El problema, como decíamos antes, es que la víctima de esta violencia autoritaria no sea capaz de identificarla como fascismo. Es decir que, habiendo interiorizado que el fascismo, para ser considerado como tal, debe lucir símbolos fascistas, no sea capaz de reconocerlo si se disfraza de demócrata y se ampara con tribunales políticos. Sin embargo, ¿qué hay más fascista que decir que “el pueblo catalán no existe, porque sólo hay pueblo español”? ¿Qué hay más fascista que encarcelar a un pueblo aduciendo que no tiene derecho a ser libre?

El Comité de Actividades Antiamericanas de McCarthy era un comité fascista; la ideología de Donald Trump con relación a los inmigrantes es una ideología fascista; el asesinato policial, con balas de goma y gases lacrimógenos, de quince inmigrantes mientras nadaban para llegar a la costa española, es un crimen fascista; la prohibición del derecho inalienable de Cataluña para celebrar un referéndum de autodeterminación es una prohibición fascista; la persecución con sanciones económicas astronómicas a entidades como Òmnium Cultural o la ANC, por tener ideas desafectas al Régimen es una persecución fascista; el juicio a Mas, Ortega, Rigau y Homs, por poner las urnas, o el juicio a Carme Forcadell, presidenta del Parlamento de Cataluña, y Corominas, Simón y Barrufet, miembros de la Mesa, por haber permitido que los parlamentarios parlamenten, son juicios fascistas. Fijémonos, además, cómo todos estos fascismos se amparan en la ley. Una ley hecha a medida que justificaría las acciones represoras y de castigo. Y en todos los casos, también, se estigmatiza a la víctima en el sentido de que constituye una amenaza: la amenaza comunista, la amenaza terrorista, la amenaza independentista, la amenaza del que viene a robar el pan de los autóctonos… Mal asunto, cuando el amparo del autoritarismo es la ley. Una ley no es nada, absolutamente nada, si no es democrática. Y una ley que criminaliza las urnas y los políticos que las ponen para que la ciudadanía decida su destino no es ley ni es nada. Es sólo la ley del amo blanco que niega al negro toda posibilidad de equiparársele en derechos. Puro fascismo.

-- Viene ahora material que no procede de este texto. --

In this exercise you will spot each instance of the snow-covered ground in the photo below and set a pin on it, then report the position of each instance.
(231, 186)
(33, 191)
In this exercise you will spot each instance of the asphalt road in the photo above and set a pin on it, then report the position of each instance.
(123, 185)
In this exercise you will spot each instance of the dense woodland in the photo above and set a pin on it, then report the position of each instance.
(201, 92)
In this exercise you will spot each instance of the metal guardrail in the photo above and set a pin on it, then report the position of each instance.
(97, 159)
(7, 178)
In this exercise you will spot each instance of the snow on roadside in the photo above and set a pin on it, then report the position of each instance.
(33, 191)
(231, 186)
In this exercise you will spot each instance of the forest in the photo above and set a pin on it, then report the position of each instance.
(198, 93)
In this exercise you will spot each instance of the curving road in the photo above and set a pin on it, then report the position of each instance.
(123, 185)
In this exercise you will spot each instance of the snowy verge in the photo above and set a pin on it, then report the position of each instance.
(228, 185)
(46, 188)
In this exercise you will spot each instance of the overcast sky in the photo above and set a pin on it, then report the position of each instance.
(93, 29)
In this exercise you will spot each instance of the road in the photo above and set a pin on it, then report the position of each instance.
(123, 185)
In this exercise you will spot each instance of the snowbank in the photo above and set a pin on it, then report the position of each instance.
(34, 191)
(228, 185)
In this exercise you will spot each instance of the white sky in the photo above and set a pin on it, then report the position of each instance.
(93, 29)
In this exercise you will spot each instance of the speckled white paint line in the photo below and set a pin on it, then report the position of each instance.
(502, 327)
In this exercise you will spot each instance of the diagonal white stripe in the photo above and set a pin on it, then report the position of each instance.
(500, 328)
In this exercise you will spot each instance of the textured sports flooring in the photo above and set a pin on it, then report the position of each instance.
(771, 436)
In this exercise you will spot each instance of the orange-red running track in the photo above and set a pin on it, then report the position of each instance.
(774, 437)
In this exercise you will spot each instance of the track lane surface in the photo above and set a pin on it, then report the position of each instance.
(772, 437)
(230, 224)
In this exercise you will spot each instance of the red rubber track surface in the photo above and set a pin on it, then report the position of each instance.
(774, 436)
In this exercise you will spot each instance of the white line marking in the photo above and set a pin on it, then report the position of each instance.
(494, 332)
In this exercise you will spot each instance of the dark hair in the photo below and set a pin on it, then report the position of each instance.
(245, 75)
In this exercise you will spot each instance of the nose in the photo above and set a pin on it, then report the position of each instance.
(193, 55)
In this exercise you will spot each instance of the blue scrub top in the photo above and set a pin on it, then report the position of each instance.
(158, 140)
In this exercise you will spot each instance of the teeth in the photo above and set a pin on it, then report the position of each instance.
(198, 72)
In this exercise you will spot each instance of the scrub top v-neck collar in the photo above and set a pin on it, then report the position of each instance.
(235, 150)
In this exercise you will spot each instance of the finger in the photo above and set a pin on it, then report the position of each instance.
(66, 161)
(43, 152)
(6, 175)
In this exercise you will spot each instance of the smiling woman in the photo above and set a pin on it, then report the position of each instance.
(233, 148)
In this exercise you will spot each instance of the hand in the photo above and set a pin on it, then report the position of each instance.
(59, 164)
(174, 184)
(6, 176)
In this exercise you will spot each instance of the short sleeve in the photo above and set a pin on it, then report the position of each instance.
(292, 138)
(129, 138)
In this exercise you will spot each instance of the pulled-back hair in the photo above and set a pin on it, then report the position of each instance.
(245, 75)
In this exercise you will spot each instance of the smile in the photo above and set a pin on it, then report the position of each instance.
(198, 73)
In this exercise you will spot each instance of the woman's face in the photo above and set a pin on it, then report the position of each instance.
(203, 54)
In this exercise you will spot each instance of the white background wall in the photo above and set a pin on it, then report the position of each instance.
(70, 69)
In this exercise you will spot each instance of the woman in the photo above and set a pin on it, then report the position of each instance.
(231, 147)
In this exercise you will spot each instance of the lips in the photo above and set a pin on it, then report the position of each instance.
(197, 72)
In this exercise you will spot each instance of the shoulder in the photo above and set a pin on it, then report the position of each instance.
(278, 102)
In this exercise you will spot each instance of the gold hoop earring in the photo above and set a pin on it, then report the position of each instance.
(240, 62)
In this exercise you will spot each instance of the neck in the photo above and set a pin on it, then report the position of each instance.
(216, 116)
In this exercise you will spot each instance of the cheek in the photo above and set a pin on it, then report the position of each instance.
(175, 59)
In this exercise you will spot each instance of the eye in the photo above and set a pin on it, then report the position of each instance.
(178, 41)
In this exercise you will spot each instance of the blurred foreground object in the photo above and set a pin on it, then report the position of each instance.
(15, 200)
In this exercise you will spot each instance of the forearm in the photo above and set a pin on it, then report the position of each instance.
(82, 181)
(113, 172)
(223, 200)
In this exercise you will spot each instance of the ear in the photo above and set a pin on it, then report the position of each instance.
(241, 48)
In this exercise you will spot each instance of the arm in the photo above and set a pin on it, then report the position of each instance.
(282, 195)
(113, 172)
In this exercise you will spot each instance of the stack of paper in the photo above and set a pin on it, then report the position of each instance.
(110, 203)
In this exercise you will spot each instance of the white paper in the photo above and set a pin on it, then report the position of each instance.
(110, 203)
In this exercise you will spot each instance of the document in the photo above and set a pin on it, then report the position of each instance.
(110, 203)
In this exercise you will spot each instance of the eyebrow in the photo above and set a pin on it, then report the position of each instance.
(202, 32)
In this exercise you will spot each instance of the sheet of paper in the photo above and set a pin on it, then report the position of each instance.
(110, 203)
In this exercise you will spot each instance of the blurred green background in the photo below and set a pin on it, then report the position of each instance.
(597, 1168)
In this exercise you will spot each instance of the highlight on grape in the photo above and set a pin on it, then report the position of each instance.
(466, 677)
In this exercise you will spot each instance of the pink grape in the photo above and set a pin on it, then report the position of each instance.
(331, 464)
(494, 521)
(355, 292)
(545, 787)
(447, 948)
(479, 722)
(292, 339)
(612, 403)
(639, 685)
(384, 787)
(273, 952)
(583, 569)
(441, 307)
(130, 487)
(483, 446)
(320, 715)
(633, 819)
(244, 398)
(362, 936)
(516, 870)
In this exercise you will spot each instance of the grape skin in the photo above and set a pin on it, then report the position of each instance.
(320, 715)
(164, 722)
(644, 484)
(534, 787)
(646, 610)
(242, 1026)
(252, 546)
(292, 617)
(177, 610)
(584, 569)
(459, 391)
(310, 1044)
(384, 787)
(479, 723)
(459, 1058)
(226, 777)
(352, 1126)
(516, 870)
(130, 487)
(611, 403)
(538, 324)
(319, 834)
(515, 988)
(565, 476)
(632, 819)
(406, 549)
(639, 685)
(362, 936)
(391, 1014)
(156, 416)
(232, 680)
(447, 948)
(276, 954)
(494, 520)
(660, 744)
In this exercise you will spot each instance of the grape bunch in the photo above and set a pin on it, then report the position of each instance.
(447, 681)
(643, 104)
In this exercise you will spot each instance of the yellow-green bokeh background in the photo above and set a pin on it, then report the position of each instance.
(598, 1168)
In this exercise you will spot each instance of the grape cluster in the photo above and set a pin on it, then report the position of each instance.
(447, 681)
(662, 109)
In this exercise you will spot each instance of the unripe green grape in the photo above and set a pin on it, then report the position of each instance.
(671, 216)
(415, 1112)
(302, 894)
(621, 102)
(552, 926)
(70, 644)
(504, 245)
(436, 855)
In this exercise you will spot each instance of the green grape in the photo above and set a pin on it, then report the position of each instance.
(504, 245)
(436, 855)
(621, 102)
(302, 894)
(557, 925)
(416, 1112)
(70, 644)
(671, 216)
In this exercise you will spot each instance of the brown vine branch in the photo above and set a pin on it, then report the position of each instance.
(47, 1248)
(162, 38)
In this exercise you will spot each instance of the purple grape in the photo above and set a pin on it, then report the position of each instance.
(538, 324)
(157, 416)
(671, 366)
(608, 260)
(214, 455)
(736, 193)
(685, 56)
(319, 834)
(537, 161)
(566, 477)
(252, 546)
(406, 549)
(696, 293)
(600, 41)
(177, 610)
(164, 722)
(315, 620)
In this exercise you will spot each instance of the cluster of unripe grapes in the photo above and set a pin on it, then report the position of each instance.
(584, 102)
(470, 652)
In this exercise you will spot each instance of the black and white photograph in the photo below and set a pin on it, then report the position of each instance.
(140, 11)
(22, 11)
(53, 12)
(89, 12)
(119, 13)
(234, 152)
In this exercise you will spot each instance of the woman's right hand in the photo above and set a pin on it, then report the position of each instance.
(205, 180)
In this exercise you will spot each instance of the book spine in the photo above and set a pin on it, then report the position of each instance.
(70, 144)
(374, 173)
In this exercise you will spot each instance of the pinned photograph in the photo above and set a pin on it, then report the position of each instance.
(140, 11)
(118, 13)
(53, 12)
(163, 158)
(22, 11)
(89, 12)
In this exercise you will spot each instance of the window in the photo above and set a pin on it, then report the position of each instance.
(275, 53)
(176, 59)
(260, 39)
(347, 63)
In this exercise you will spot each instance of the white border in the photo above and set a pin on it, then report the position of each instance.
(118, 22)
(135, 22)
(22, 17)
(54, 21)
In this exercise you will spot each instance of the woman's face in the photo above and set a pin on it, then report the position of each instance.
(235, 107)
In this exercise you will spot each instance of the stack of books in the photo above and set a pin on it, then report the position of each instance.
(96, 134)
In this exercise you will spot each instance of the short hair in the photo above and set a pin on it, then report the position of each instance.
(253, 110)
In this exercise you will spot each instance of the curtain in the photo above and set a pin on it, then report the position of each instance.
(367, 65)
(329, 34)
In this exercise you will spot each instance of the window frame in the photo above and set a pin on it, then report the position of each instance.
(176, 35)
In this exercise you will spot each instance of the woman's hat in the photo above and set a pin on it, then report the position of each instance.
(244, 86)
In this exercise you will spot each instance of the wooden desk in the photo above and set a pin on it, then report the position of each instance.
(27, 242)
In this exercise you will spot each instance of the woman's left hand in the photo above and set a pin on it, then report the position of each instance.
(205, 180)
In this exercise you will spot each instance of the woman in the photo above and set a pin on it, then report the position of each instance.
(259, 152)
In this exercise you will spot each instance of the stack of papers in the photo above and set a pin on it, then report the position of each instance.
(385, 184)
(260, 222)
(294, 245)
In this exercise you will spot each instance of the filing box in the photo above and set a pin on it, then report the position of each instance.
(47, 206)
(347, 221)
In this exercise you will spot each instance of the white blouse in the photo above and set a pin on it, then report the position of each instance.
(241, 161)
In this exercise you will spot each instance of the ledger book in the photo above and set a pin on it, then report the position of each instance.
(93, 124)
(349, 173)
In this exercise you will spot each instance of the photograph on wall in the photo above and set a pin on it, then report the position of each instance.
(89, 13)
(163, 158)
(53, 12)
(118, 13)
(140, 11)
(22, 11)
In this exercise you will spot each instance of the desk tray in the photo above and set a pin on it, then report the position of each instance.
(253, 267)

En el caso español, este fascismo se hace patente en el hecho de que no hay ninguna ley que diga que el pueblo catalán no puede celebrar un referéndum de independencia. Ninguna. Y los que, faltos de argumentos, blanden esta supuesta ley, mienten vilmente. Se puede decir que se basan en los artículos 2 y 8 de la Constitución española, que hablan de “patria común e indivisible” y otorgan a las Fuerzas Armadas el atributo de “garantizar” esta indivisibilidad. Pero, bien analizados, son artículos fascistas, porque nadie tiene derecho a encadenar a una colectividad en nombre de la indivisibilidad. En la vida, si se es respetuoso con la libertad ajena, todo es divisible, absolutamente todo. Además, qué indivisibilidad más débil aquella que, para mantenerse, necesita amenazar con el uso de la fuerza.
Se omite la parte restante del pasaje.